Physical Memory Forensics for Cache

DEF CON 19

Presented by: Jamie Butler
Date: Friday August 05, 2011
Time: 11:00 - 11:50
Location: Track 2
Track: Track 2

Physical memory forensics has gained a lot of traction over the past five or six years. While it will never eliminate the need for disk forensics, memory analysis has proven its efficacy during incident response and more traditional forensic investigations. Previously, memory forensics, although useful, focused on a process' address space in the form of Virtual Address Descriptors (VADs) but ignored other rich sources of information. In the past, some techniques of process reconstitution have been auspicious at best and erroneous at worst. This presentation will build upon lessons learned and propose more thorough ways to reconstruct process contents, and therefore a process' address space.
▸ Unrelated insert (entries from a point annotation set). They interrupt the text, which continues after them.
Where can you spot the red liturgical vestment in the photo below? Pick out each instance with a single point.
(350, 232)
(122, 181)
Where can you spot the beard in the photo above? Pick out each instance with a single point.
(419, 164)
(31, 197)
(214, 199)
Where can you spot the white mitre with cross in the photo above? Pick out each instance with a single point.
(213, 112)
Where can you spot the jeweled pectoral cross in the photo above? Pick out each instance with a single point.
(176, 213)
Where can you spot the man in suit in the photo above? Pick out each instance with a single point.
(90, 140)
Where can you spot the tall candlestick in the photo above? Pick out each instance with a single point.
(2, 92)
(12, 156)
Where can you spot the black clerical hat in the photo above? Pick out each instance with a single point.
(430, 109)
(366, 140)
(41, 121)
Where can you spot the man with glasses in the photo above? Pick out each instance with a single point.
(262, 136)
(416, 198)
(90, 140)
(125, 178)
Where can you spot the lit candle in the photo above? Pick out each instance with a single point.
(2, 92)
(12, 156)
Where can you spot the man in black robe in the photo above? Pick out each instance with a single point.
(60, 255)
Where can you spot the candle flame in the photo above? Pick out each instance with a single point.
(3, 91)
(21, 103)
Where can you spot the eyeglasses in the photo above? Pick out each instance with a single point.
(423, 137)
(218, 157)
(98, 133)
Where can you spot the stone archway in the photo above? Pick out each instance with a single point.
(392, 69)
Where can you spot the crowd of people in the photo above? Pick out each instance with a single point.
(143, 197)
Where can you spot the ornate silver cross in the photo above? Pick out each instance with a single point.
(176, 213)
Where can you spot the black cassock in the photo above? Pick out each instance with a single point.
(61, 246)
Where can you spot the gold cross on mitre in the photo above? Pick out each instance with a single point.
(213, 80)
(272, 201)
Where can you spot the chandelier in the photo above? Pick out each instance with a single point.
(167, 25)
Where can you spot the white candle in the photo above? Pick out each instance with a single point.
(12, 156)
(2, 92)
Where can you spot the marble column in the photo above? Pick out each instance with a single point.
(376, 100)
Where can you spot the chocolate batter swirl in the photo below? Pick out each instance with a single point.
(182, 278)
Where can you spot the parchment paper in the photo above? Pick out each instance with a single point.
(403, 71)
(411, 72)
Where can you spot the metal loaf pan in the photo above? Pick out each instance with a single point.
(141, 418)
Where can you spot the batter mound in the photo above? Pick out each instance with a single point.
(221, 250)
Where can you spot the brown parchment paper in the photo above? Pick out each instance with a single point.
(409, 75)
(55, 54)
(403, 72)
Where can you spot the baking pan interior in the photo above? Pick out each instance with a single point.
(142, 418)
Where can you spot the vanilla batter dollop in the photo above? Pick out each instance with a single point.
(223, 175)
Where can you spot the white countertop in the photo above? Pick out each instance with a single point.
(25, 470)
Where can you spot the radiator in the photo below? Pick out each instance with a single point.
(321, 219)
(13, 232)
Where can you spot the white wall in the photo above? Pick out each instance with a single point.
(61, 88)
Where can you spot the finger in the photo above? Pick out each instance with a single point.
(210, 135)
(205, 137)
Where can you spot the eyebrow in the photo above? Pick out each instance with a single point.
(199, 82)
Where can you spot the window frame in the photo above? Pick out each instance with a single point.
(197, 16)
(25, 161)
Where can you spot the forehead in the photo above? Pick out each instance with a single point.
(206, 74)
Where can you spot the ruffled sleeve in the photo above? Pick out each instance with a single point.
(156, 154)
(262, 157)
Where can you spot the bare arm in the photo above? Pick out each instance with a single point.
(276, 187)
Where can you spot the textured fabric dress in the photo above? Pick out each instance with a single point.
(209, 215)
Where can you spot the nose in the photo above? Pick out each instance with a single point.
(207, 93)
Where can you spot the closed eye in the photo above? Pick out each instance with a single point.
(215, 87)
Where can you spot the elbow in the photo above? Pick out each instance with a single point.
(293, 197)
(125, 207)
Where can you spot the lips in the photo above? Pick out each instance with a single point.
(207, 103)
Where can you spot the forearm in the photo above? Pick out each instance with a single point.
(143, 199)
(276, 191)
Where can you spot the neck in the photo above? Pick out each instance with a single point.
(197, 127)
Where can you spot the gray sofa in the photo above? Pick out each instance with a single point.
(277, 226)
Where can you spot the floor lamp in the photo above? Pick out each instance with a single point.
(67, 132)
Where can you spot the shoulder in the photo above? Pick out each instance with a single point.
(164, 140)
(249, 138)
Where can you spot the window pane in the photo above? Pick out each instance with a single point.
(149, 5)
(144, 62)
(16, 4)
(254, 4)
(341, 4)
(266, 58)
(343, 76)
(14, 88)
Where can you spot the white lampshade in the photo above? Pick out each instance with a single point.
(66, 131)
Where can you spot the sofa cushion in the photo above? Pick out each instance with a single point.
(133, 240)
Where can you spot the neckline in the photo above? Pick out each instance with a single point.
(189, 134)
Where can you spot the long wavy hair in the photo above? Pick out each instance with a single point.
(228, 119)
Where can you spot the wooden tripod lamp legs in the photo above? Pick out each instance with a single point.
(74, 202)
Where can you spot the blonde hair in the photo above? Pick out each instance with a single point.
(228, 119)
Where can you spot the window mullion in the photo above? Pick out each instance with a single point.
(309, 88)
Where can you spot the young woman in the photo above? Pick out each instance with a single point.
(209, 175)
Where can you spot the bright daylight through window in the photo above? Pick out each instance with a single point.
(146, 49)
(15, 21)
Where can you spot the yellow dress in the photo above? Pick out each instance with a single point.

By using the methods presented, it will be possible to further reduce the data you care about in an incident response or forensic investigation and to better apply the traditional computer security techniques such as reverse engineering, hash matching, and byte pattern or signature matching such as those provided by ClamAV and VxClass.

Jamie Butler

Jamie Butler is a highly respected member of the information security community with fourteen years of experience in operating system security. He is a recognized leader in attack and detection techniques and has focused in recent years on memory analysis research. Jamie is the Director of Research and Development at MANDIANT and formerly led its Endpoint Security Team on its enterprise product MANDIANT Intelligent Response®. Prior to joining MANDIANT, Jamie was the Chief Technology Officer of Komoku, Inc. and Director of Engineering at HBGary. His experience also includes Host Intrusion Detection Systems (HIDS) development at Enterasys Networks and over five years of experience at the National Security Agency. Jamie is the co-author of the bestseller, Rootkits:Subverting the Windows Kernel. (Addison-Wesley, 2005). In addition, he has authored numerous articles for publication and is a frequent speaker at the foremost computer security conferences. He is the co-author and instructor of the popular security courses Advanced Memory Forensics in Incident Response, Advanced 2nd Generation Digital Weaponry, and Offensive Aspects of Rootkit Technology. Jamie's unique knowledge of Windows' internal structures resulted in the free, cutting edge memory analysis tool Memoryze, which he co-authored with Peter Silberman. Jamie holds a Master of Computer Science degree from the University of Maryland, Baltimore County. He also holds a Bachelor of Science degree in Computer Science and a Bachelor of Business Administration degree in Computer Information Systems from James Madison University.